Why my Holiday wish list looks different than yours

It’s time for most of everyone’s favorite time of the year right? Time to go shopping for some gifts, travel to see family and friends, cook big meals and hey….maybe squeeze a race or two in there. I know there are A LOT of ugly Christmas sweater fun runs out there!

But while some of you may be asking for the latest Garmin, or those amazing looking asics that just came out…my wish list is a little different. Here is what my 2016 Holiday wish list is:holidaywishbanner2015-1

1.- Having invisible illnesses is serious. It’s painful, and most of it is an everyday thing so I wish people would take us serious when we say we are ALWAYS in pain even if we “may not look like it.”

2.- When our friends ask me how we are doing and we answer with “OK” we do have our own reasons. Mine is to avoid an awkward explanation of how much pain I am in and putting you all in an uncomfortable position of not knowing how to respond and to help me out. I wish our friends understood that.

3.- If you are sick and tired of hearing me talk about all the pain I go through, imagine what it’s like living with it each day. Yes, I do talk about it a lot to help support, motivate, and inspire others..but did you ever think that it was helping me vent? I wish people would be a little more understanding with someone who suffers with chronic pain.

4.- Every day is a battle. Some days are worse than others. I am good at hiding it and sometimes end up making those days look “easier”. You read about those “easier” days on my social media posts because I let you all know about the good the bad and the ugly. But sometimes, to those who don’t know you…that’s what ends up happening. I wish people could see how much strength we really do have.

5.- I don’t do it for attention or for pity, I share it to spread awareness and so people with invisible and chronic illness have a voice. It’s already a hard life to live, no need to make it tougher because others don’t understand. I wish others could see that it is a real disease.

6.- There are days where I could be fine in the morning and take a drastic turn for the worst in the afternoon into the evening. I can never predict what my illnesses are going to do. It makes it tough to make plans, go to dinner, or hang out. I wish my chronic pain wasn’t so sneaky.

7.- Chronic pain never goes, you just make room for it. You can try to ignore it but it won’t go away. If you look it up the definition is: persisting for a long time or constantly recurring. I wish for at least ONE day that I did have pain.

8.- With all the things that I have been through, and having my first spinal fusion in my early teen years, many have said “But you’re so young to be going through all of this.” Since when did chronic illness have an age? I have to be 89 years old to have chronic pain? I may feel like I am 89 on the inside but I don’t look like it on the outside. I wish people would stop telling me, “You are too young to be going through all of this, something must be wrong.”

9.- When I do actually tell someone that I know how awful I am feeling or how painful my days have been, they respond with, “But you look good though.” That definitely doesn’t help. It makes me feel worse. Just don’t. I wish people actually took the time to actually listen and be supportive.

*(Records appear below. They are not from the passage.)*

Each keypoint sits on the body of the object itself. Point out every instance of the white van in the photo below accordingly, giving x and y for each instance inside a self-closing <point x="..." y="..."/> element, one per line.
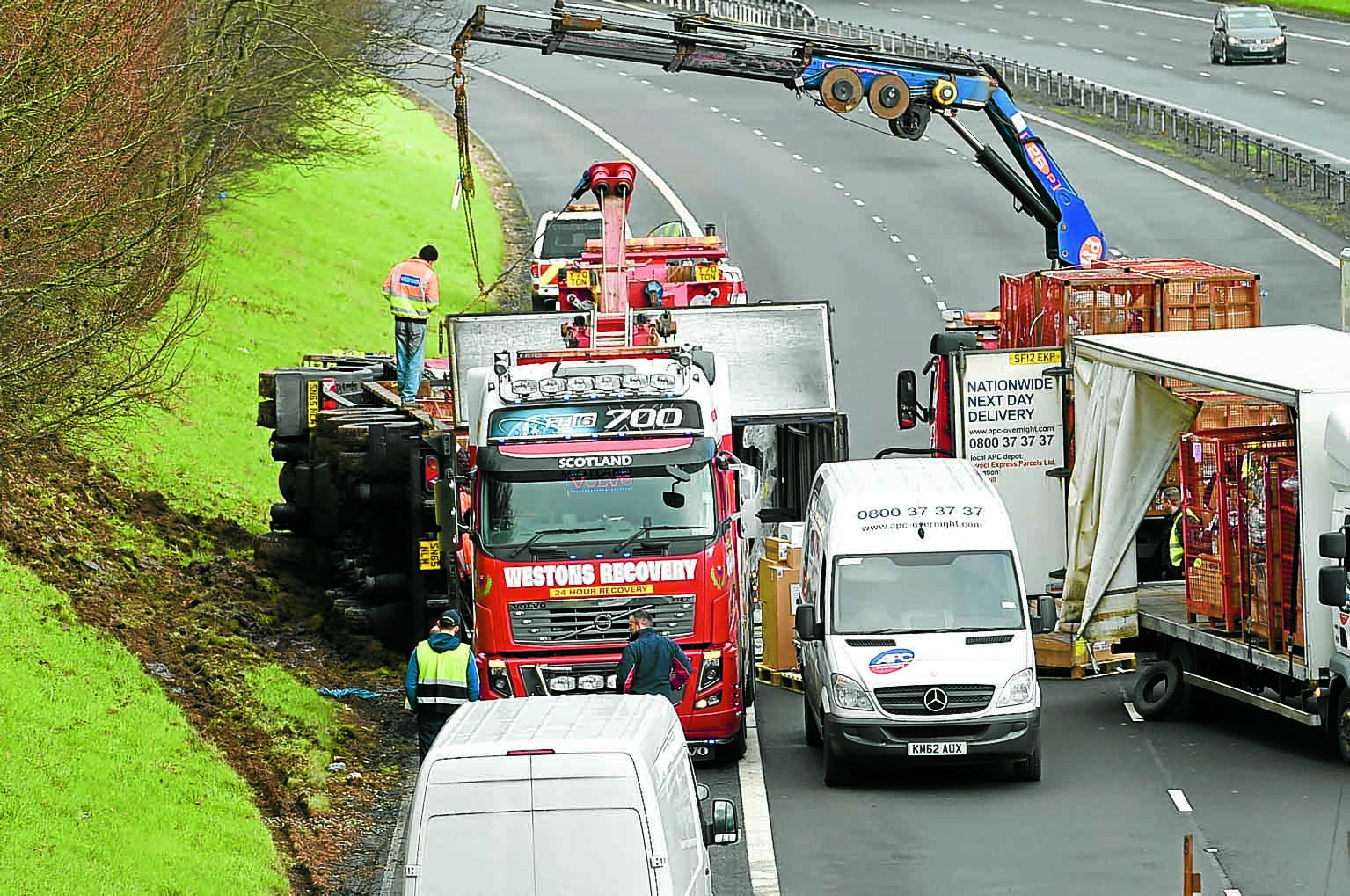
<point x="916" y="635"/>
<point x="552" y="795"/>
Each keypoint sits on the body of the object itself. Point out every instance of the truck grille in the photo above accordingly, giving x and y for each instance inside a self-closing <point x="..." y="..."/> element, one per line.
<point x="910" y="699"/>
<point x="597" y="620"/>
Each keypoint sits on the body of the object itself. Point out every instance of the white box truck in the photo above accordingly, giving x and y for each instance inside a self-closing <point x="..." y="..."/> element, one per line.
<point x="1127" y="428"/>
<point x="562" y="795"/>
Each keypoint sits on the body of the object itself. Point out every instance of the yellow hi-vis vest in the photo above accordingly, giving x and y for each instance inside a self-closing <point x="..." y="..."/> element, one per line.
<point x="412" y="289"/>
<point x="1176" y="544"/>
<point x="441" y="678"/>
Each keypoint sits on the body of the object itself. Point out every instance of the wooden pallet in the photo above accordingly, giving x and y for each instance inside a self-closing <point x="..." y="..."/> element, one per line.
<point x="1060" y="656"/>
<point x="787" y="681"/>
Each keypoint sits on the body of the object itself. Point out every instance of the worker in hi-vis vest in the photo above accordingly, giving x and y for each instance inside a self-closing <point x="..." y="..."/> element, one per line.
<point x="1173" y="565"/>
<point x="441" y="678"/>
<point x="413" y="293"/>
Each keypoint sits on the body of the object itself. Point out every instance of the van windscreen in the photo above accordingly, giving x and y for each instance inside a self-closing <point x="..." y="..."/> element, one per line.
<point x="901" y="593"/>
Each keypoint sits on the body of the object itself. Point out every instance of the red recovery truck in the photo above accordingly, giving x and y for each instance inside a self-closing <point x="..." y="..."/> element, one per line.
<point x="547" y="492"/>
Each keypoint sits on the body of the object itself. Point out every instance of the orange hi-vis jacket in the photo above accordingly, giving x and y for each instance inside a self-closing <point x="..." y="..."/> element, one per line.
<point x="412" y="289"/>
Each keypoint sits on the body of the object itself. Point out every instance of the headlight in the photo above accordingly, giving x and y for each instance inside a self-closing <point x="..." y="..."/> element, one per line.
<point x="1019" y="688"/>
<point x="711" y="671"/>
<point x="850" y="694"/>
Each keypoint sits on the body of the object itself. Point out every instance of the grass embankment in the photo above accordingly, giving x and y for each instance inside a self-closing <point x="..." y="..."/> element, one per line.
<point x="106" y="784"/>
<point x="299" y="270"/>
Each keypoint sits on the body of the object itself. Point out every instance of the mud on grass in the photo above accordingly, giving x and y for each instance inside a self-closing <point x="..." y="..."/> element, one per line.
<point x="186" y="597"/>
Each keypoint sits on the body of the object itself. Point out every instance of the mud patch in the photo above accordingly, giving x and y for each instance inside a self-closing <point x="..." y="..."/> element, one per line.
<point x="182" y="594"/>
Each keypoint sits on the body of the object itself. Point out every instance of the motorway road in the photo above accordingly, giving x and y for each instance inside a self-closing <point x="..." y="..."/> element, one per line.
<point x="1156" y="47"/>
<point x="818" y="208"/>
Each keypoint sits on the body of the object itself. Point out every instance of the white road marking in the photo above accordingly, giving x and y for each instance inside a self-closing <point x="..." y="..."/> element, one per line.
<point x="661" y="186"/>
<point x="759" y="835"/>
<point x="1302" y="242"/>
<point x="1181" y="15"/>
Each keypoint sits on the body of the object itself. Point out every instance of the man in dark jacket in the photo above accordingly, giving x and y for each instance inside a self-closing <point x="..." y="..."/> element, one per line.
<point x="441" y="678"/>
<point x="648" y="658"/>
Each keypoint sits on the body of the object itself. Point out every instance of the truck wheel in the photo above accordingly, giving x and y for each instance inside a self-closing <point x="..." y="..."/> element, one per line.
<point x="736" y="749"/>
<point x="813" y="733"/>
<point x="1157" y="689"/>
<point x="1029" y="769"/>
<point x="1341" y="725"/>
<point x="833" y="768"/>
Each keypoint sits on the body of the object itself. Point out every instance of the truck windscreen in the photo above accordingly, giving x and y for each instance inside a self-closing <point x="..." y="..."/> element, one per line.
<point x="902" y="593"/>
<point x="610" y="504"/>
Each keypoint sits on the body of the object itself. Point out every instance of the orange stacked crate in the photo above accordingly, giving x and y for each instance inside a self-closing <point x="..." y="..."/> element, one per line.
<point x="1284" y="575"/>
<point x="1213" y="467"/>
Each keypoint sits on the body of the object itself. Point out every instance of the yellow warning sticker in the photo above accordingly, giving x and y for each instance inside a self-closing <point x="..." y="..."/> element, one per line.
<point x="1042" y="356"/>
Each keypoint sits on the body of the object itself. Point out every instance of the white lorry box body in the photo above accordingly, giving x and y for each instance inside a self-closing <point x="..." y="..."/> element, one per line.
<point x="923" y="646"/>
<point x="552" y="795"/>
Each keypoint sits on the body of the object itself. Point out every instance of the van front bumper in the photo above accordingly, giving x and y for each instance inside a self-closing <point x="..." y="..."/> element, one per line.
<point x="987" y="739"/>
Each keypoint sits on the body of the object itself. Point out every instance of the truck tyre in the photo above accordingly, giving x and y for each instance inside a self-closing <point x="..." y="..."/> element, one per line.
<point x="813" y="733"/>
<point x="736" y="749"/>
<point x="1341" y="724"/>
<point x="1157" y="689"/>
<point x="832" y="768"/>
<point x="1029" y="769"/>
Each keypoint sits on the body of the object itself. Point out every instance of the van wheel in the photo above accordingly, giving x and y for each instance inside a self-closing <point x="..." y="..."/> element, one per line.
<point x="736" y="749"/>
<point x="833" y="768"/>
<point x="1341" y="725"/>
<point x="1157" y="689"/>
<point x="1029" y="769"/>
<point x="813" y="733"/>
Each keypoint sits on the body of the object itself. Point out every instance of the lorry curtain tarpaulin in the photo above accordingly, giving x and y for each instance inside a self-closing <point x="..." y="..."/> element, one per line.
<point x="1126" y="431"/>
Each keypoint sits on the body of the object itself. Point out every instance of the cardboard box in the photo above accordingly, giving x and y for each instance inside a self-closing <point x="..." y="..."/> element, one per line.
<point x="779" y="594"/>
<point x="780" y="550"/>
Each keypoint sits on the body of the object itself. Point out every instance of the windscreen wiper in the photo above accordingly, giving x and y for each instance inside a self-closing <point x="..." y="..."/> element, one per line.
<point x="641" y="532"/>
<point x="550" y="532"/>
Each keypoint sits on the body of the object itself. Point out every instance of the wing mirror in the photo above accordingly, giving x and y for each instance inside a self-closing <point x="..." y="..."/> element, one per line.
<point x="724" y="829"/>
<point x="906" y="400"/>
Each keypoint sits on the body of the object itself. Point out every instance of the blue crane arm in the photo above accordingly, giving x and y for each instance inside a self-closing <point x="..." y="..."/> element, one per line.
<point x="844" y="73"/>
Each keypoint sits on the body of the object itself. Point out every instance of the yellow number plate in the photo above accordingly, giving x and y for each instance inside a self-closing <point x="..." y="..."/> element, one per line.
<point x="428" y="553"/>
<point x="312" y="403"/>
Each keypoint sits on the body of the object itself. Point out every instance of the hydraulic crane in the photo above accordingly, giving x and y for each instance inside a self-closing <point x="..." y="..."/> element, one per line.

10.- My little but strong family is my rock. My husband has retained his Military soldier strength and thankfully passed it onto our son. But I don’t like that he seems he suffer. But he is a great little nurse and brings me anything I need like ice packs and heating pads and such whenever I can’t get up. He see what I go through but he also sees what I fight through to keep going. So he sees the good and the bad. He does worry and always ask me how’s your fibromyalgia today? and the Scoliosis? and how’s the swelling in your brain? Metaphorically, he sees me fall, but also sees me get back up. I wish my son didn’t see me suffer so much.

These would be all the “gifts” I would love to be waiting for me under my Christmas tree on Christmas morning as some of these would be priceless and one in a lifetime. But as all chronic pain suffers and invisible illness fighters do, we are dreamers and we wish, we wish on star…

(Was also published on THE MIGHTY)








2 responses to “Why my Holiday wish list looks different than yours”

  1. nursesnotions Avatar

    I think people who misunderstand us (people with chronic health conditions/pain) view us as seeking pity, but they don’t realize that we go through much more than they realize. We need to vent out our emotions, but at the same time educate and provide awareness as to what we’re going through. Keep writing and keep spreading awareness!

  2. Jillian Avatar

    Yes yes and YES!
    These are truly gifts. I wish more people possessed these gifts so we could fully share how hard some days are, and how much harder the other days are.
    Thank you for sharing your life with us, you let us know that we are not alone, I just hope we do enough to let you know you are not alone either!